A Perfect Frenzy
I used to dream of wildflowers…
They grew everywhere in the beginning.
Even the weeds were beautiful
Needing nothing but love and care.
You sang about wildflowers then,
In messages and on paper…
Never aloud…I realize now, that was the trick.
Probably why it just didn’t stick.
I fell into your arms, sure,
That you would enjoy the beautiful blooms
For the rest of my life.
Even if it meant uprooting my flowers and
Relocating them to a new garden…
I was sure we would all endure.
But alas, time changes everyone, it seems,
Even me, even you, even them.
Soon the wildflowers were abundant
Too overgrown for your pseudo sparkling world.

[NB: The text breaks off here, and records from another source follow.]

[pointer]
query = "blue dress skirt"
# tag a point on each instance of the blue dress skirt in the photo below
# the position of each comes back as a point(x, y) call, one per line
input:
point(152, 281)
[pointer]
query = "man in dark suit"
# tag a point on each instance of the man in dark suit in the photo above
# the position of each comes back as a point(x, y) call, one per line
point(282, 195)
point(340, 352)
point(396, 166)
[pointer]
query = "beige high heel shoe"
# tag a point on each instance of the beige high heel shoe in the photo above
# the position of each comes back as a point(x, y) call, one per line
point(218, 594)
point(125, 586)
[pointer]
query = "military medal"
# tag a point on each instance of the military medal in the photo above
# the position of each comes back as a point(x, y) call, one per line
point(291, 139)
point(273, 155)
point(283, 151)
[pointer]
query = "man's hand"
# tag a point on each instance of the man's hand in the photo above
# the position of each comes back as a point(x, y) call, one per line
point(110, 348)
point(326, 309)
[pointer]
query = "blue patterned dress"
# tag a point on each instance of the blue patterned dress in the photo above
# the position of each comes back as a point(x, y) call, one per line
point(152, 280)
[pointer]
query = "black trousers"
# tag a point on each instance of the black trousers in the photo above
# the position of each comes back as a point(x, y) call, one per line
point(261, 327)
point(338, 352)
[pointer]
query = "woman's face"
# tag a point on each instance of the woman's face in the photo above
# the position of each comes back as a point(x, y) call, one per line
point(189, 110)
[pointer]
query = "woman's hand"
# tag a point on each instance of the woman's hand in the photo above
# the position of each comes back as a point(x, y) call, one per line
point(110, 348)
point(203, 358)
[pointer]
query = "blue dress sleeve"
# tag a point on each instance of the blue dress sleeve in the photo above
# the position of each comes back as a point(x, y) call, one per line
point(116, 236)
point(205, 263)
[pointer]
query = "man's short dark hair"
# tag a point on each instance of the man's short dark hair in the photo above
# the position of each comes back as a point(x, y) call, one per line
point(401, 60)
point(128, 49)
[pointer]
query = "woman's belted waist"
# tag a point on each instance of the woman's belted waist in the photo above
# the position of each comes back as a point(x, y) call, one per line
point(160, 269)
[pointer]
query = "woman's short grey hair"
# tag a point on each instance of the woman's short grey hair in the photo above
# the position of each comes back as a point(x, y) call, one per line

Leaving their droppings far and wide
It was too much for you to wake up with petals hiding your feathers
You began weeding, and watering, and snipping things that used to be beautiful
Until your turned them into something, bitter.
You wanted them to be just right
Wildflowers aren’t known to be perfect.
That is why they are not called hedges.
I now live inside a garden.
A perfect frenzy.
The cosmos and the marigolds mingle silently without any fuss.
The Roses even enjoy the pumpkin vines and you can see it in their grin.
In this garden, footpaths are littered with chamomile and glitter
When you stroll over it, the scent floats up
Up into the very part of me that believed I should change
So I would be loved and not eaten by a vulture.
When that delicate scent hits my nose
I remember that to be myself, means I must humm to the music in my own head, not yours.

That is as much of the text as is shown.